Cuando el viento soplaba desde tierra, no lograba pescar nada, porque era un viento malévolo de alas negras, y las olas se levantaban empinándose a su encuentro. Pero en cambio, cuando soplaba el viento en dirección a la costa, los peces subían desde las verdes honduras y se metían nadando entre las mallas de la red y el joven Pescador los llevaba al mercado para venderlos.

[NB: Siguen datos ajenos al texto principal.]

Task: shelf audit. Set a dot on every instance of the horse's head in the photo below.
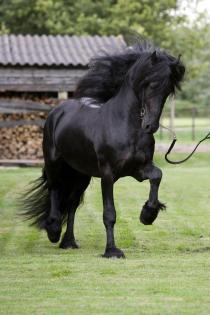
(153, 78)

Todas las tardes el joven Pescador se internaba en el mar. Un día, al recoger su red, la sintió tan pesada que no podía izarla hasta la barca. Riendo, se dijo:
-O bien he atrapado todos los peces del mar, o bien es algún monstruo torpe que asombrará a los hombres, o acaso será algo espantoso que la gran Reina tendrá deseos de contemplar.
Haciendo uso de todas sus fuerzas fue izando la red, hasta que se le marcaron en relieve las venas de los brazos. Poco a poco fue cerrando el círculo de corchos, hasta que, por fin, apareció la red a flor de agua.
Sin embargo no había cogido pez alguno, ni monstruo, ni nada pavoroso; sólo una sirenita que estaba profundamente dormida.
Su cabellera parecía vellón de oro, y cada cabello era como una hebra de oro fino en una copa de cristal. Su cuerpo era del color del marfil, y su cola era de plata y nácar. De plata y nácar era su cola y las verdes hierbas del mar se enredaban sobre ella; y como conchas marinas eran sus orejas, y sus labios eran como el coral. Las olas frías se estrellaban sobre sus fríos senos, y la sal le resplandecía en los párpados bajos.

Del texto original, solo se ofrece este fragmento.